The Department of Surgery at the American University of Beirut Medical Center (AUBMC) performed the first Endoscopic Endonasal resection of large olfactory groove meningioma in Lebanon. The first- of-its-kind procedure permits the surgeon to remove tumors in the brain with less traction on it and better tumor control, providing a more advanced technique that allows patients a better quality of life.
The surgery was performed by Dr. Houssein Darwish, Brain and Spine Surgeon, Division of Neurosurgery, Department of Surgery at AUBMC assisted by Ear, Nose, and Throat (ENT) surgeon, Dr. Zeina Korban. These kinds of tumors, skull base tumors, were previously performed through a major craniotomy (open brain surgery). By applying this novel approach for the first time in Lebanon, the team resected the large olfactory groove meningioma without resorting to opening the patient’s skull and brain; instead, they used an endoscope and accessed the tumor only through the nose.

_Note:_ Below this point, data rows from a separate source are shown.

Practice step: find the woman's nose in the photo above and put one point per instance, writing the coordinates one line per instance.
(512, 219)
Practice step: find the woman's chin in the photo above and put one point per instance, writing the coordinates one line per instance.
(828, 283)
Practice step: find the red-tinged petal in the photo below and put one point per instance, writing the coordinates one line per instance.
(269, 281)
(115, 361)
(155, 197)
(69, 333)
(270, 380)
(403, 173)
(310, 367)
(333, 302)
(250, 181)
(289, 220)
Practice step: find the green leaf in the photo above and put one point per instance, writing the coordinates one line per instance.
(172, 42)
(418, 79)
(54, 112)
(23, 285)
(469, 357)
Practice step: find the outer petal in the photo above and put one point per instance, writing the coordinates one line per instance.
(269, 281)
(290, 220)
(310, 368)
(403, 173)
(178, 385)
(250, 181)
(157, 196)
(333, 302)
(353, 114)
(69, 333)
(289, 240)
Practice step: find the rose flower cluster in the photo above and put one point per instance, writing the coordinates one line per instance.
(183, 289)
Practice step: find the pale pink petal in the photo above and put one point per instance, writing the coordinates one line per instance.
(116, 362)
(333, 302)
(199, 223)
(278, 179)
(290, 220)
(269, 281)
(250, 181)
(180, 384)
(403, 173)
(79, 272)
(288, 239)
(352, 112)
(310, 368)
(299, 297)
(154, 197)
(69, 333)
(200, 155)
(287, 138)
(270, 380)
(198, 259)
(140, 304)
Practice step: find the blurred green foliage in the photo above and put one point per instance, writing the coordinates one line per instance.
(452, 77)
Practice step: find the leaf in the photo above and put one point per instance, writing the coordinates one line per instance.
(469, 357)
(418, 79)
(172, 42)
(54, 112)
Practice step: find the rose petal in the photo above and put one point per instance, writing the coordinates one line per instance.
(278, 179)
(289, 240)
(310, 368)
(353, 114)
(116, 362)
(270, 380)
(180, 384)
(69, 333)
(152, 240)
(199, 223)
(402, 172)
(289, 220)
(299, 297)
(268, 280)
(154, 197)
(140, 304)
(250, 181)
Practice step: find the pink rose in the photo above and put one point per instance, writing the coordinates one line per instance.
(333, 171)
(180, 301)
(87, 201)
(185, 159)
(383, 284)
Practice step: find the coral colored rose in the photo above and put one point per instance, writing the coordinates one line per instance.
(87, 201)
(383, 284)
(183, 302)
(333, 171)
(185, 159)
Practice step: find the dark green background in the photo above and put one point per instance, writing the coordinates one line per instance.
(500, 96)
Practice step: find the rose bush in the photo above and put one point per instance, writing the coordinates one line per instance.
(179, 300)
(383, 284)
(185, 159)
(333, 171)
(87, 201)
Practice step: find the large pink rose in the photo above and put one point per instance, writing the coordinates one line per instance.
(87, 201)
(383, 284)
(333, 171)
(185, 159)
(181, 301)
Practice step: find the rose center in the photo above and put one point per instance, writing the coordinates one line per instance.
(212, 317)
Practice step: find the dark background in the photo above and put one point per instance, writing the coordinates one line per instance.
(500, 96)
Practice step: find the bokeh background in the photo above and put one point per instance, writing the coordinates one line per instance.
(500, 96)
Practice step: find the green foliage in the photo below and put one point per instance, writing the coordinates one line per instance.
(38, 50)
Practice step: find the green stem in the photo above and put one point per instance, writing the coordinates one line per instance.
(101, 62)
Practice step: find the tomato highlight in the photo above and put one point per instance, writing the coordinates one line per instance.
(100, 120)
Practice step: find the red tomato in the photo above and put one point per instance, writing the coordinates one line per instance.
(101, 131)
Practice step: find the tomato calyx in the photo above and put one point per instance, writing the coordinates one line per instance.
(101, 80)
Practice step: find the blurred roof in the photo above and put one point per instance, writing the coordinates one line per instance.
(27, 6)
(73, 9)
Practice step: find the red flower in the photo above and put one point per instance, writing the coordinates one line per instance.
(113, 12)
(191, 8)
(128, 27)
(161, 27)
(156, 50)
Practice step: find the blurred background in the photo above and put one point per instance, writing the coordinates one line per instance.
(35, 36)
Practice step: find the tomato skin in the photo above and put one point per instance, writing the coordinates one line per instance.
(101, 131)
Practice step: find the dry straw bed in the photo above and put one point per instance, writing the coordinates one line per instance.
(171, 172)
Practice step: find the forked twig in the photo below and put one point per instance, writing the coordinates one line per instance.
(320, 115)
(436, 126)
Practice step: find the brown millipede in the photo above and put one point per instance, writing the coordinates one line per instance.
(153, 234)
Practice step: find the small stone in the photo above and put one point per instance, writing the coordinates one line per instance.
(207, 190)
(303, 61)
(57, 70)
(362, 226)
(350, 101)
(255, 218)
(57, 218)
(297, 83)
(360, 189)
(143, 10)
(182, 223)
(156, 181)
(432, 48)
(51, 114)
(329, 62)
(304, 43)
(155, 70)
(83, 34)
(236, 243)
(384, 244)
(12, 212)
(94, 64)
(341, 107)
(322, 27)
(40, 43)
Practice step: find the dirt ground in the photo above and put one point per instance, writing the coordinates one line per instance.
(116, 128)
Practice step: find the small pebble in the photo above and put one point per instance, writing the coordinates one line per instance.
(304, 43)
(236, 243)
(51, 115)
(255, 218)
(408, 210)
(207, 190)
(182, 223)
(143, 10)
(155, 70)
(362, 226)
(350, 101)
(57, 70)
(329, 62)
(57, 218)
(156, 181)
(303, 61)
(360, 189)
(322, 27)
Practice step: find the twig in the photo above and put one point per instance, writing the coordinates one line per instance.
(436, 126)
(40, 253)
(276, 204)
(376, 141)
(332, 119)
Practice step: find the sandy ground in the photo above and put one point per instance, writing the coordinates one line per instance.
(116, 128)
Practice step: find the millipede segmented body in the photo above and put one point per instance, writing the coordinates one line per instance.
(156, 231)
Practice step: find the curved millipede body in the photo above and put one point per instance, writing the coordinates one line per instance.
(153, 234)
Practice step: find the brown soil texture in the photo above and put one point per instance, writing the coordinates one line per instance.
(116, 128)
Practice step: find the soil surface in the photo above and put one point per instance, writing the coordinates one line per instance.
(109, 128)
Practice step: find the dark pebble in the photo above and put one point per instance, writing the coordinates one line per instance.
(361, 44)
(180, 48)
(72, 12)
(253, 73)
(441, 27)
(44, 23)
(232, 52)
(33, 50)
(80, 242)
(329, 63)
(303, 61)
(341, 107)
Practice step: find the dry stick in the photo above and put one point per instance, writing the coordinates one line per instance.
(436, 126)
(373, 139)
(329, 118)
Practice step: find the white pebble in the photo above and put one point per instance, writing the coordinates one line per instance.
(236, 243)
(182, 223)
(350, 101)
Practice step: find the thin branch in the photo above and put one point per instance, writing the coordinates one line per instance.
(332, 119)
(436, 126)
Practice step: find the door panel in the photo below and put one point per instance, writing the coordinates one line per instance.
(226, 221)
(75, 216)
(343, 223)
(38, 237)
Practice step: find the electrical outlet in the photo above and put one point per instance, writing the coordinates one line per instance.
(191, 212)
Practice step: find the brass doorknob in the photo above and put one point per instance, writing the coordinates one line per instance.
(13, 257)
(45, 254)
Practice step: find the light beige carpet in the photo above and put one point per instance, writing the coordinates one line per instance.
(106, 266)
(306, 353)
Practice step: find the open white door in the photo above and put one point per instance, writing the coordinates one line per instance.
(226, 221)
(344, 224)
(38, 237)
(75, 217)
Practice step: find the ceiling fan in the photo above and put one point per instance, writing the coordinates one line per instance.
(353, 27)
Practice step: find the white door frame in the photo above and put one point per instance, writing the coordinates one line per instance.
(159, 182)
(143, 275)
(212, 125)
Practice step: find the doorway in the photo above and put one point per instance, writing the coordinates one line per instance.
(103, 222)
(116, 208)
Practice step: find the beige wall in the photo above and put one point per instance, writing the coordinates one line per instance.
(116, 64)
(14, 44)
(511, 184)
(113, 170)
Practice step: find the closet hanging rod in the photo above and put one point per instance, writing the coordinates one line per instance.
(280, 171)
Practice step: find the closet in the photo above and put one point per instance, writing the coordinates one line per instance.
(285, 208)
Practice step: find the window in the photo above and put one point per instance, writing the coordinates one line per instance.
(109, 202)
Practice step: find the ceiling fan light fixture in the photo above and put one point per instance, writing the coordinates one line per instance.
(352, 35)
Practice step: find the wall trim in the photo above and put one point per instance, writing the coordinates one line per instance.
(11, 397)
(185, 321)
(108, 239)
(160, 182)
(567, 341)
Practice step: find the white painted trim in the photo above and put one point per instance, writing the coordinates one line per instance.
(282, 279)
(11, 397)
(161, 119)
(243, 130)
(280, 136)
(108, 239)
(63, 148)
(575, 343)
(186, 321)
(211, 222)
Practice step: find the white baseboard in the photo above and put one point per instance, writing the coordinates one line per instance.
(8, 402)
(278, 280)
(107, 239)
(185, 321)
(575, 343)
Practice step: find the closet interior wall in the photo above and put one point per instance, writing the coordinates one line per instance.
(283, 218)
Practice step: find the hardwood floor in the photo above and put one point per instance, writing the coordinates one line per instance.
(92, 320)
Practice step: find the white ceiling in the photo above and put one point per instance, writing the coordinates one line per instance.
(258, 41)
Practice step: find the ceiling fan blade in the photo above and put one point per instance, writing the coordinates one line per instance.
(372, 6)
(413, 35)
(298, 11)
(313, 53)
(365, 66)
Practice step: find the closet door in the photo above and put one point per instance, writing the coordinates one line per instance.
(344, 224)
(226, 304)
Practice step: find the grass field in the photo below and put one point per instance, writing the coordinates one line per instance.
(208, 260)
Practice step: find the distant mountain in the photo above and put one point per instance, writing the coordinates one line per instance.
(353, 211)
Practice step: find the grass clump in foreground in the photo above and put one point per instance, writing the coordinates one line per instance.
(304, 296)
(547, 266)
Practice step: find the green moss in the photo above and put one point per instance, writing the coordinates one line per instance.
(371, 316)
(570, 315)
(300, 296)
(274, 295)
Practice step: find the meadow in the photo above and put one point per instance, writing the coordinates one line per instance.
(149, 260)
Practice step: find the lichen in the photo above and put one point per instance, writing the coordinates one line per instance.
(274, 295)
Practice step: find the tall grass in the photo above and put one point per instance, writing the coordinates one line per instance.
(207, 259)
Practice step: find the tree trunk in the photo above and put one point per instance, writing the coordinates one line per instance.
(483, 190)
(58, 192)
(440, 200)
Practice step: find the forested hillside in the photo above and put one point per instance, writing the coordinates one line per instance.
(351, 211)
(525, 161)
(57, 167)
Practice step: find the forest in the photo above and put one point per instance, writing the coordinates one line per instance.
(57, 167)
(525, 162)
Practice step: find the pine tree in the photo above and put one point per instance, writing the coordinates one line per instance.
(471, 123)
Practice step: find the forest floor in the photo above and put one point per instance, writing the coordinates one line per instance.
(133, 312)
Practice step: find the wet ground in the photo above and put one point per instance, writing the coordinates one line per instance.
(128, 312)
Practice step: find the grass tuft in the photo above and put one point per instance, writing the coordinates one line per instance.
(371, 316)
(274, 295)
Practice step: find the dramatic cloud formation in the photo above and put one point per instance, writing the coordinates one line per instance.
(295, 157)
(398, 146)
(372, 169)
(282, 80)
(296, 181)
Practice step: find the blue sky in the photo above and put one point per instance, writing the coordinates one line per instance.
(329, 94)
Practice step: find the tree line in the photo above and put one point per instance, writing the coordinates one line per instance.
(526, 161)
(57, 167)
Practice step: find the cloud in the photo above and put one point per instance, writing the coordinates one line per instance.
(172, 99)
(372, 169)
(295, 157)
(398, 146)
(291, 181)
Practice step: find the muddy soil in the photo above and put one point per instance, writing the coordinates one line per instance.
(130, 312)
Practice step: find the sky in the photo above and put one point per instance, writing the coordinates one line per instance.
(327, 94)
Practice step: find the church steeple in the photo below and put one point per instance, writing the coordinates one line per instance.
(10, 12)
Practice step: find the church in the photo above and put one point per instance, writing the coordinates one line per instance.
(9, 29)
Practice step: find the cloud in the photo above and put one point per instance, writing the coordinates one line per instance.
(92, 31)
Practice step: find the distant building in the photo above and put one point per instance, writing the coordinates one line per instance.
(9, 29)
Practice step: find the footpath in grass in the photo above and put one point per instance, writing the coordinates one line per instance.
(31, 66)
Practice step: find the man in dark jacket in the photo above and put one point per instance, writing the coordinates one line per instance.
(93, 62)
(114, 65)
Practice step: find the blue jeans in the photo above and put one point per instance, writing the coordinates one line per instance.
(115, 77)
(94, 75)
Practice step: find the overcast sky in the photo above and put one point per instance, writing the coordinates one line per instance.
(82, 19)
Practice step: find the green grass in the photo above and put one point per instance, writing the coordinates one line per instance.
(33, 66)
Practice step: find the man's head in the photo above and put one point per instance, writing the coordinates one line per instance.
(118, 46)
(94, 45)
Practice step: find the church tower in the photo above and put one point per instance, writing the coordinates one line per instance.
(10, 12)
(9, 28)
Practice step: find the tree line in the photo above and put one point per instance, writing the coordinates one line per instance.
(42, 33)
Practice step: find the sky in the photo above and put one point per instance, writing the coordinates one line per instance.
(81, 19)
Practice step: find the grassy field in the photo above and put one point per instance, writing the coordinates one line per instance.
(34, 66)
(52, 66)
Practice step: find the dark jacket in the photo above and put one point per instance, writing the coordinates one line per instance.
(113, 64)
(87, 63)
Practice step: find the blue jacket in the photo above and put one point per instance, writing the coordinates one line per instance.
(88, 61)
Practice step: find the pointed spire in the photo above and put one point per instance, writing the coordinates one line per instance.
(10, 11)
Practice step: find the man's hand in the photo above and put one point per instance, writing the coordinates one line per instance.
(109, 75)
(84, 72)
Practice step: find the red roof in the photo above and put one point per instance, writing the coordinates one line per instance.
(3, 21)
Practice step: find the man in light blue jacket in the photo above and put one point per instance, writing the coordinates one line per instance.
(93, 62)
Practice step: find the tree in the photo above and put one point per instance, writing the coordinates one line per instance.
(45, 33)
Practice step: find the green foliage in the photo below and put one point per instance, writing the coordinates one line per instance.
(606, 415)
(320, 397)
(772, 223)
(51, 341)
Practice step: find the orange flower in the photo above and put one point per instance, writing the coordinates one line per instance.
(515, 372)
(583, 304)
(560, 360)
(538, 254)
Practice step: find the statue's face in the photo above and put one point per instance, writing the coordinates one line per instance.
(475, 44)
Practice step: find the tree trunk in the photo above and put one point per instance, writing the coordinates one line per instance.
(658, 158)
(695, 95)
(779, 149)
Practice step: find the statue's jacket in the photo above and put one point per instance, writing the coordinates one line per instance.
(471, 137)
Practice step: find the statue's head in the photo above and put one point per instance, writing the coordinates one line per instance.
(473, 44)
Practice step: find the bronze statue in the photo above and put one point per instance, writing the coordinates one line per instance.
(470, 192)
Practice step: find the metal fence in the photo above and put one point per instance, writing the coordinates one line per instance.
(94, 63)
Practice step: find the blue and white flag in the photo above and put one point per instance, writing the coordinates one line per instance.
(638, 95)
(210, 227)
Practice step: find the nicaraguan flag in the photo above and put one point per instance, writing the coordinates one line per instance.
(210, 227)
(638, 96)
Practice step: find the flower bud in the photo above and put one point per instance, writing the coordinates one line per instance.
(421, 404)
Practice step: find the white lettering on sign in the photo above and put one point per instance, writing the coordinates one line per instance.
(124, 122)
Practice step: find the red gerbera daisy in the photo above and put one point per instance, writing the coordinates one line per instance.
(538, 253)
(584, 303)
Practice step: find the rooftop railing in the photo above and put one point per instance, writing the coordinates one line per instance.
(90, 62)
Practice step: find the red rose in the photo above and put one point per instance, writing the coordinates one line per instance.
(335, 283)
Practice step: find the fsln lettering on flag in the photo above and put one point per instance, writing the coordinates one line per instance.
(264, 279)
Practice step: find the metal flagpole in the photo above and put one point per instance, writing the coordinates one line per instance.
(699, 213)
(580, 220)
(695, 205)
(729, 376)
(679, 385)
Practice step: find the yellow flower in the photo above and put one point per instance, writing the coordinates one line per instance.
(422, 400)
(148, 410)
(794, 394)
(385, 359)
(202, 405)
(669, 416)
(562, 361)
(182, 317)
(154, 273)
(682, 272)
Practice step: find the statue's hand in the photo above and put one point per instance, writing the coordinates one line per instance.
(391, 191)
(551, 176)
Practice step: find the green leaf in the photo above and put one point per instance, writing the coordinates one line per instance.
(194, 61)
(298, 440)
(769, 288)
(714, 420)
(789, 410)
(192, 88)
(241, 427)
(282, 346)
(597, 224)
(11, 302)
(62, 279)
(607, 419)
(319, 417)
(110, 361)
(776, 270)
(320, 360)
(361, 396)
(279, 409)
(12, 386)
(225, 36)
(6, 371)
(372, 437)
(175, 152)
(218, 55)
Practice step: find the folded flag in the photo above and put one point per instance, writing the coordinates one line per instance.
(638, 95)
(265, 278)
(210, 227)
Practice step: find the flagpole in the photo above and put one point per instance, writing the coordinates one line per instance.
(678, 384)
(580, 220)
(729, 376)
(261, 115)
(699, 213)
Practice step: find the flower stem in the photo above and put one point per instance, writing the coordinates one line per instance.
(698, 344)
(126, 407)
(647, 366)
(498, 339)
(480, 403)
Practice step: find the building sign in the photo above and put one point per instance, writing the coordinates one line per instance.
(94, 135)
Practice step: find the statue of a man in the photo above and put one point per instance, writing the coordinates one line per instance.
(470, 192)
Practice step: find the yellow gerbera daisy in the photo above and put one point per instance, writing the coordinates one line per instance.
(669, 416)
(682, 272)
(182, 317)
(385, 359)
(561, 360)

“The endoscopic endonasal trans-cribriform approach offers the most direct and immediate exposure to the tumor without brain retraction and manipulation of neurovascular structures. This is an additional technique for skull base surgery that helps in removing tumors with less traction on the brain and better tumor control,” said Dr. Houssein Darwish. “AUBMC is providing the endoscopic skill base service with high standards for the benefit of our patients, thus remaining abreast with the World’s best centers,” added Dr. Darwish.
“The surgery is a major advancement in skull base tumor resection at AUBMC, as now we can access difficult-to-reach areas and treat them without performing a major open brain surgery,” said Dr. Zeina Korban. “This technique provides us with the ability to tackle brain and neural tissue tumors without touching the brain till the end of the resection. Skull base and endoscopy services make long and hard cases easier on patients,” she added.
Endoscopic endo-nasal skull base surgery is a minimally invasive approach that uses the nose and sinuses as natural corridors to access tumors and lesions in critical areas at the base of the skull or top of the spine. It allows surgeons to treat many hard-to-reach tumors, even those that were once considered “inoperable”. This gives the surgeon access to parts of the patient’s brain that would be hard to reach using traditional surgical approaches and often require large incisions and removal of parts of the skull. The endoscope has been previously used to resect pituitary tumors, whereas through this approach, the boundaries of tumor resection are extended without opening the brain and the skull, and in the resection of superior orbital fissure and optic canal tumor, which ultimately leads to faster recovery and less morbidity.